Pro-inflammatory cytokine induction of 11ß-hydroxysteroid dehydrogenase type 1 in A549 cells requires phosphorylation of C/EBPß at Thr235.

ABSTRACT

11ß-hydroxysteroid dehydrogenase type 1 (11ß-HSD1) converts inert glucocorticoids into active forms, thereby increasing intracellular glucocorticoid levels, important to restrain acute inflammation. 11ß-HSD1 is induced by pro-inflammatory cytokines in a variety of cells. Here, we show 11ß-HSD1 expression in human A549 epithelial cells is increased by pro-inflammatory cytokines (IL-1α/TNFα) via the P2 promoter of the HSD11B1 gene.
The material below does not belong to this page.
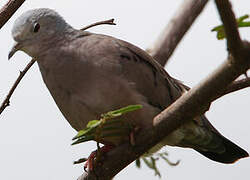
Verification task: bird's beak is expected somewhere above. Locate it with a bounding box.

Inhibition of p38 MAPK attenuated the pro-inflammatory cytokine induction of mRNA encoding 11ß-HSD1 as well as that encoding C/EBPß. IL-1α/TNFα-induced phosphorylation of C/EBPß at Thr235 was also attenuated by p38 MAPK inhibition suggesting involvement of a p38 MAPK-C/EBPß pathway. siRNA-mediated knock-down of C/EBPß and NF-κB/RelA implicated both transcription factors in the IL-1α/TNFα induction of HSD11B1 mRNA. Transient transfections of HSD11B1 promoter-reporter constructs identified the proximal region of the P2 promoter of HSD11B1 as essential for this induction. IL-1α increased binding of C/EBPß to the HSD11B1 P2 promoter, but this was not observed for NF-κB/RelA, suggesting indirect regulation by NF-κB/RelA. Ectopic expression of mutant chicken C/EBPß constructs unable to undergo phosphorylation at the threonine equivalent to Thr235 attenuated the IL-1α-induction of HSD11B1, whereas mimicking constitutive phosphorylation of Thr235 (by mutation to aspartate) increased basal expression of HSD11B1 mRNA without affecting IL-1α-induced levels. These data clearly demonstrate a role for both C/EBPß and NF-κB/RelA in the pro-inflammatory cytokine induction of HSD11B1 in human epithelial cells and show that p38 MAPK-induced phosphorylation of C/EBPß at Thr235 is critical in this.